The Baroda, Western India and Gujarat States Agency was an agency of the Indian Empire, managing the relations of the Provincial Government of the Bombay Presidency with a collection of princely states.

The political agent in charge of the agency resided at Baroda (Vadodara).

History 

In 1937 the princely states of the Baroda Agency were merged with those of the agencies adjacent to the northern part of the Bombay Presidency, Rewa Kantha Agency, Surat Agency, Nasik Agency, Kaira Agency and Thana Agency, in order to form the Baroda and Gujarat States Agency.
On 5 November 1944 the Baroda and Gujarat States Agency was merged with the Western India States Agency (WISA) to form the larger Baroda, Western India and Gujarat States Agency.
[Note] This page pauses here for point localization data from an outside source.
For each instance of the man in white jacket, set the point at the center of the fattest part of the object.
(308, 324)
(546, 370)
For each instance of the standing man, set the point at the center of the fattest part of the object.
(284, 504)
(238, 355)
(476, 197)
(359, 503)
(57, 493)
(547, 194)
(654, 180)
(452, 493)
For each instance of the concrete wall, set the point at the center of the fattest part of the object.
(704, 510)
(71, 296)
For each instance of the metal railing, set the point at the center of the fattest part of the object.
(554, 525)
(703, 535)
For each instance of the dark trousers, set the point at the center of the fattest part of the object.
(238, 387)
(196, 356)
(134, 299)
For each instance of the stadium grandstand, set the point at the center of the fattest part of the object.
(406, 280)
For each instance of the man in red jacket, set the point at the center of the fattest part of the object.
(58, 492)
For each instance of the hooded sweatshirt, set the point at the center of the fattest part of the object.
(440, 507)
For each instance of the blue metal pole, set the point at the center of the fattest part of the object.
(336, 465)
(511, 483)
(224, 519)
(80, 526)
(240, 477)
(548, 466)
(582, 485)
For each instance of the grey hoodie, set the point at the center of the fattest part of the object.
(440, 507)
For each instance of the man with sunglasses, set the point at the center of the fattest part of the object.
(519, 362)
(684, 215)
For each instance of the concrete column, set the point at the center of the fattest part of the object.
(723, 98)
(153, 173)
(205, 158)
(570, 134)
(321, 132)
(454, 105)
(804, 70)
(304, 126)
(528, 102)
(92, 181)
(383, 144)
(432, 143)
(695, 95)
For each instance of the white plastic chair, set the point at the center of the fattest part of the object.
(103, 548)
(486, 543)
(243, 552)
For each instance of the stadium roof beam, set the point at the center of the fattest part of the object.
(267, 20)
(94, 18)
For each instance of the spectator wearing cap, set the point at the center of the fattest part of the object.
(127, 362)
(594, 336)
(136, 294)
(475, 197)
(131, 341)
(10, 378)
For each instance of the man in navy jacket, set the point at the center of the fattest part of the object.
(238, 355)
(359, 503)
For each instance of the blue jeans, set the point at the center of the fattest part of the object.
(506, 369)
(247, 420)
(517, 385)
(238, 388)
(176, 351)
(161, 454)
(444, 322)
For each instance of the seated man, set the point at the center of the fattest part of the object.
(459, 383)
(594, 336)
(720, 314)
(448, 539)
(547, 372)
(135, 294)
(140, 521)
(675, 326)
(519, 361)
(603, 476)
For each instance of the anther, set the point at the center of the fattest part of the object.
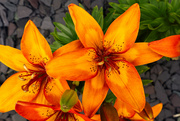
(100, 63)
(25, 67)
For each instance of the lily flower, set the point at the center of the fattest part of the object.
(126, 113)
(41, 112)
(169, 46)
(107, 61)
(31, 82)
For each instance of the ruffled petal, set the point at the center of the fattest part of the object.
(11, 91)
(123, 109)
(14, 59)
(77, 65)
(87, 29)
(123, 31)
(54, 89)
(140, 54)
(94, 93)
(72, 46)
(156, 110)
(126, 85)
(34, 46)
(34, 111)
(169, 46)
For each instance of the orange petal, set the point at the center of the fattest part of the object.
(54, 89)
(157, 109)
(124, 110)
(94, 93)
(34, 46)
(72, 46)
(34, 111)
(78, 106)
(77, 65)
(87, 29)
(14, 59)
(122, 33)
(11, 91)
(126, 85)
(169, 46)
(41, 99)
(140, 54)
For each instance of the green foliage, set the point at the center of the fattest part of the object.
(159, 18)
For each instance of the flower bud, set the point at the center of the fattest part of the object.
(108, 112)
(147, 113)
(68, 100)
After the Independence of India in 1947, as India and Pakistan, the rulers of the princely states of the agency signed the Instrument of Accession and joined India. Only a few princely states such as Junagadh and (Bantva) Manavadar lingering over joining Pakistan. Finally following the accession to India the territories managed by the agency were integrated into the following newly created states:
 Saurashtra State, first named 'United States of Kathiawar', which included the former princely states on the Kathiawar Peninsula.
 Kutch State, former princely Cutch State.
 Bombay State

On 1 November 1956, Bombay State was re-organized under the States Reorganisation Act, absorbing various territories including the Saurashtra and Kutch States, which ceased to exist. Bombay State was split along linguistic lines in 1960, and some princely states which had formerly belonged to this agency became part of Gujarat and others of Maharashtra.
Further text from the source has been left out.